Model United Nations (MUN) is an extracurricular activity in which students role-play United Nations delegates and simulate UN committees. The Bronx Science Model United Nations Team is made up of a close-knit group of passionate, committed, and scholarly students who regularly participate in local and collegiate conferences. Bronx Science will be bringing back the AP Human Geography curriculum, but this time, it will follow the MUN simulation format. By expanding the team into a course, the school will provide an alternative way of learning while helping students develop skills that a traditional classroom cannot provide. The key element is engaging in discourse over problem-solving in key geopolitical, cultural and economic sectors around the world. Although they’re related, the course and team are separate, and you do not need to be a team member to take the class. However, the course will help juniors and seniors to fast-track onto the Model United Nations Team if they want to attend conferences. “Because the debate activity is centered around the human geography framework, it allows for a more extensive discourse on human development in our global society on a variety of academic levels (incorporating statistics, environmentalism, economics, politics and cultural studies to global problem solving). Students will also learn to become negotiators, solution-oriented individuals, and learn how to be more effective public speakers,” said Ms. Steiker, faculty advisor of the MUN Team. Students will work on public speaking exercises such as speech making and negotiating skills, while learning the content in preparation for the simulation seminar and the AP Human Geography exam.

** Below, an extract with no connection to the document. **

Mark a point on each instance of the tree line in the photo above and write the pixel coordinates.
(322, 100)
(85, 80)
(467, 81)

Bronx Science proudly encompasses the spirit and commitment to letting students learn about what they love rather than what they ‘should’ be learning. With these new changes to the Bronx Science course guide, our school will become an even more enjoyable and productive place for teachers and for students. The 2020-2021 school year is packed with opportunitie,s and we hope that students take full advantage of that during course selection.

“I feel truly compelled to not just keep current events going but to also propose a course that provides a place for students to gain accurate information on these issues as well as learn how they connect to our modern understanding of race, ethnicity, and gender in society today,” said Ms. Kountourakis.